Mantabase is a scalable Web Crawling and Scraping API. It handles every step of a web crawling process: Proxies, Rendering, Data Extraction, Navigation, Scheduling, Storing the Datasets, and much more!
Getting Started
Auth & API Key
Authentication is done via the Bearer Authentication with your Mantabase API Key.
How it works
The typical process to build a new Mantabase crawler goes as follow:
Steps: Write the set of instructions on how to crawl and scrape the websitePreview: Send the crawling steps to thepreviewendpoint while developing to iterate and get feedbackCrawler: Once you're happy with the configuration of your crawler, you cansaveitRun: Run the crawler, either programmatically or by setting a frequencyDataset: Retrieve the dataset, either via API or by setting an export option
Examples
curl 'https://api.mantabase.com/1/preview' \ -H 'Authorization: Bearer $MANTABASE_API_KEY' \ -H 'Content-Type: application/json' \ -d '{ "steps": [ "url(https://news.ycombinator.com/)", "pagination_next(a[rel=\"next\"])", "click_links(span.age a)", { "object(hn_post)": { "attributes": { "title": ".titleline", "link_url": ".titleline a @href", "user": "a.hnuser", "user_link": "a.hnuser @href", "score": "to_number(.score)", "nb_comments": "to_number(.subline > a:last-child)", "time_ago": ".subline a:last-child" } } } ] }'
Preview
The preview endpoint allows you to iterate quickly and get feedback while you're configuring your crawler.
POST api.mantabase.com/1/preview
=> { "status": "success", "steps": [...], "messages": [...] }
It takes the same parameters as regular crawlers and:
- has a more verbose output to help you iterate
- only runs the first page of each navigation/pagination loops, to return a sample dataset quickly
Once you're happy with the configuration of your crawler, you can save it.
Crawlers
A Crawler is the set of instructions on how to crawl and scrape a website, when to crawl it, and where to export the dataset.
Set
After iterating on your crawler configuration in preview, you can save the crawler
POST api.mantabase.com/1/crawlers/{crawler_ID?}
params = { "steps": [...], "frequency": {...}, ... }
=> { "status": "success", "crawler_id": 12345 }
This will create a new crawler if crawler_ID is not provided or new, and update a crawler if you provide an existing crawler_ID.
Get
Get a crawler and its configuration
GET api.mantabase.com/1/crawlers/{crawler_ID}
=> { "crawler_id": 12345, steps: [...] }
Delete
Delete a crawler
DELETE api.mantabase.com/1/crawlers/{crawler_ID}
=> { "status": "success" }
List
List all saved crawlers
GET api.mantabase.com/1/crawlers
=> [{ "crawler_id": 12345, steps: [...] }]
Runs
A Run of a crawler is one crawl of a website.
Most crawler runs are initiated by the scheduler, but you can also trigger a crawler run programmatically.
Run
POST api.mantabase.com/1/crawlers/{crawler_ID}/run
=> [{ "status": "success", "run_id": 12345 }]
List Runs
Check all of the past and ongoing runs performed by a crawler
GET api.mantabase.com/1/crawlers/{crawler_ID}/runs
=> [{ "run_id": 12345, "status": "success", ... }, ...]
Datasets
Every Crawler Run is automatically stored by Mantabase in a Dataset.

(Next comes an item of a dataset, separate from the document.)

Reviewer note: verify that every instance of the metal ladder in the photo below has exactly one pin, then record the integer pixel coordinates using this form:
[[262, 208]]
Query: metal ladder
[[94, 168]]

For example, a crawler with the configuration:
{ "steps": [
"url(http://wikipedia.org)",
{ "object(articles)[div.article]": { "attributes": { "title": "h2" } } }
],
"frequency": {
"every": "day",
"at_time": ["0800"]
} }Will generate a dataset called articles, and store a new set of objects for each daily run.
List Datasets
GET api.mantabase.com/1/datasets/
=> [{ "name": "products", "runs": 123 }, ...]
List Dataset Runs
List all crawler runs that have retrieved objects for this dataset
GET api.mantabase.com/1/datasets/{dataset_name}/runs
=> [{ "run_id": 12345, "objects": 12345, "crawled_at": "2022-12-06T13:21:37Z" }, ...]
Get Latest Objects
Retrieve the objects extracted by the latest successful run of the crawler.
GET api.mantabase.com/1/datasets/{dataset_name}/latest
=> { "products": [{ "run_id": 12345, "objects": 12345, "crawled_at": "2022-12-06T13:21:37Z" }, ...] }
Get Objects
Retrieve the objects extracted by a given run of the crawler.
GET api.mantabase.com/1/datasets/{dataset_name}/{run_id}
=> { "products": [{ "run_id": 12345, "objects": 12345, "crawled_at": "2022-12-06T13:21:37Z" }, ...] }
Steps
Steps are the instructions telling the crawler what to do on the website you're crawling: which pages to visit, buttons to click, objects to extract...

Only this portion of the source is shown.